Елена сидела за столом и писала письмо. Лицо её было измождённым, постаревшим — тонкие морщинки избороздили лоб и уголки губ, кожа приобрела нездоровый, желтоватый оттенок, под глазами залегли глубокие, почти чёрные тени. Но в глазах горел тихий, упрямый свет — свет человека, который много страдал, но не сломался. Который потерял почти всё, но сохранил что-то самое важное.
Рядом на столе, прислонённая к чернильнице, стояла фотография в простой деревянной рамке. На ней была маленькая девочка — лет пяти или шести, с большими, серьёзными глазами и светлыми, как у Елены, волосами, заплетёнными в две тугие косички с белыми бантами. Она смотрела в объектив прямо и доверчиво, и в её взгляде было что-то такое, от чего у Веры сжалось сердце.
Елена писала медленно, тщательно выводя каждую букву. Рука её слегка дрожала — то ли от слабости, то ли от волнения. Иногда она останавливалась, поднимала глаза к фотографии, долго смотрела на неё, а потом продолжала писать.
— Дорогая моя, родная моя девочка, — шептала она вслух, и голос её был тихим, надтреснутым, но полным нежности. — Я знаю, что ты, наверное, никогда не прочтёшь это письмо. Что я, наверное, никогда не решусь его отправить. Но я должна написать. Должна сказать тебе то, что не успела сказать тогда, когда ты была рядом. Когда ты была маленькой и так нуждалась во мне. А меня не было.
Она замолчала, вытерла слезу, капнувшую на бумагу и размывшую чернила.
— Я была глупа. Безнадёжно, непроходимо глупа. Я думала, что моя жизнь — это танец. Что если я не стану великой балериной, если моё имя не войдёт в историю, то моя жизнь не будет иметь никакого смысла. И я отдала танцу всё. Всю себя без остатка. Все свои силы, всё своё время, всю свою любовь. А когда танец отняли у меня — когда мне сказали, что я недостаточно хороша, — я поняла, что у меня ничего не осталось. Ничего, кроме тебя.
Елена снова замолчала. Пальцы её, сжимавшие перо, побелели.

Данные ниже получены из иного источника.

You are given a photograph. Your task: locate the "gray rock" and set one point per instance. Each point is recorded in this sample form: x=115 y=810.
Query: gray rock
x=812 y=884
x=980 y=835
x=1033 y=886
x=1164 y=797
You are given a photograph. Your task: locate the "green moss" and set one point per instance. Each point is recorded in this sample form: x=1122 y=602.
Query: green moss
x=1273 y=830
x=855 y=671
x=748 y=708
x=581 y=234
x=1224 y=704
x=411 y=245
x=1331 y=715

— Ты была моим светом, а я этого не видела. Ты была моим спасением, а я была слишком занята погоней за призраком, за пустотой, за миражом. Ты тянулась ко мне, а я отворачивалась — к станку, к зеркалу, к музыке. Ты хотела, чтобы я просто побыла с тобой, а я говорила: «Потом, потом, мне надо репетировать». И это «потом» так и не наступило.

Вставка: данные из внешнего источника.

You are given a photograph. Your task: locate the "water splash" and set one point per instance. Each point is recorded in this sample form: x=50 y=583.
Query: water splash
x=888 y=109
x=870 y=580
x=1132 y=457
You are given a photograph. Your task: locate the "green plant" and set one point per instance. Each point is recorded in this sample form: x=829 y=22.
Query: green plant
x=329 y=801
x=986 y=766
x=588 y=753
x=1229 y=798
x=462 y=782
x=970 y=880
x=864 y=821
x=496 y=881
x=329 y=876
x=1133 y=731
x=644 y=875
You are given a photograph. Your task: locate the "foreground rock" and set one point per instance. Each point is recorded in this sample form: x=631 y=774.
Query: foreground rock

Она всхлипнула — впервые за всё время по-настоящему, не сдерживаясь. Плечи её затряслись.
— Прости меня. Прости, что меня не было рядом, когда я была тебе нужна. Прости, что я видела только себя и свои глупые, пустые мечты. Прости, что я не смогла быть тебе матерью — настоящей матерью, которая любит, заботится, защищает. Я люблю тебя. Я всегда тебя любила. Просто... просто я не умела показывать это. Не умела останавливаться и просто быть с тобой. И теперь, когда я наконец это поняла, — уже слишком поздно. Тебя нет рядом. И я не знаю, где ты. Не знаю, жива ли ты. Не знаю, думаешь ли ты обо мне хоть иногда.
Она отложила перо, закрыла лицо руками и замерла. Плечи её вздрагивали от беззвучных рыданий.
Вера смотрела на фотографию девочки, и сердце её сжималось от необъяснимой, щемящей тоски. В этом ребёнке было что-то смутно, до боли знакомое — может быть, разрез глаз, может быть, линия подбородка, может быть, что-то неуловимое в выражении лица. Что-то, что она уже видела где-то. В ком-то, кого она хорошо знала. Но где? В ком? Она не могла вспомнить.